Are those synchronous writes?
For synchronous writes you can
- disable sync on a dataset, if you have a reliable UPS
- add slog (small Optane would work the best)
This will help offload some IO from your array. But I don’t think this is a bottleneck, I think your pool configuration is:
8x 4TB drives in RAIDZ3
Why was this configuration chosen?
It looks two raidz1 of 4 disks each would be appropriate here . And then add another vdev to add more space when needed (followed by zfs send/receive). Raid2 would have been an overkill. Raidz3 it only appropriate when you have to maintain uptime at all costs, including loss of performance.
This is not the case for a low use backup server.
Note, if one of disks develops bad sectors and you decide to replace it, that disks still provides redundancy for the duration of replacement, if secondary failure is what concerns you.
Here is some math to underscore what astronomical probabilities are we talking about
Let’s say you have 5 disks, no redundancy.
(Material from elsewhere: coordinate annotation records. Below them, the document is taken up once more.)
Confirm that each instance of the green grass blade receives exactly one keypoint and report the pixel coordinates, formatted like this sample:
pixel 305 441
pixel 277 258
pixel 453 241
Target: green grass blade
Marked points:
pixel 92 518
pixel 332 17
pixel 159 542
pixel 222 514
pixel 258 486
Let’s say probability of any one drive failure is 2% every year.
When you have no redundancy, probability of data loss equal to 1 - (1-0.02)5 = 10%. (inverse of probability of none of the drives failing during that time)
When you add one drive for redundancy, for data loss to occur you must experience second drive failure within 1 week of first failure, during rebuild. Omitting calculations here, the result is 0.016%. Vanishingly small. I’d say, completely negligible, a far cry from no-redundancy case.
So, adding one parity driver gives you a great improvement. Totally worth it. This is raidz1.
Now adding yet another disk, probability of two disks failing within a week of a first disk failure comes out to be (I won’t bore you with derivation, it’s pretty straightforward): 0.000012%.
Horrible deal. You pay yet another cost of drive, pay in loss of performance, to make vanishingly small probability … also vanishingly small. Now we are going into territory of power supply failure frying all disks at once, house fire, etc.
Bad deal. Not worth it. This is raidz2.
You might object hat this math works for uncorrelated failures. True. But if the failures are correlated, who is to say that they won’t result in entire array dying?
Now, adding one more level of redundancy will add a bunch more zeroes after the decimal. I did not bother computing.
Another note — we consider complete drive failure. Just couple of bad blocks where disk is still usable during routine replacement sniffs the whole picture
On the other hand, 4TB is too small a size but it uses just the same energy as 20TB disk. Depending on where you live reducing number of drives can save a lot of money.
On yet another hand,
What’s the hurry then in going super fast just to sit idle for a week…
Anecdotally, I disabled my 10Gb nic to save some power and installed 2.5Gbps one instead.
I understand there is this urge to saturate everying all the time — but rationally, you don’t have to.
Post the graph of disk IO during transfer.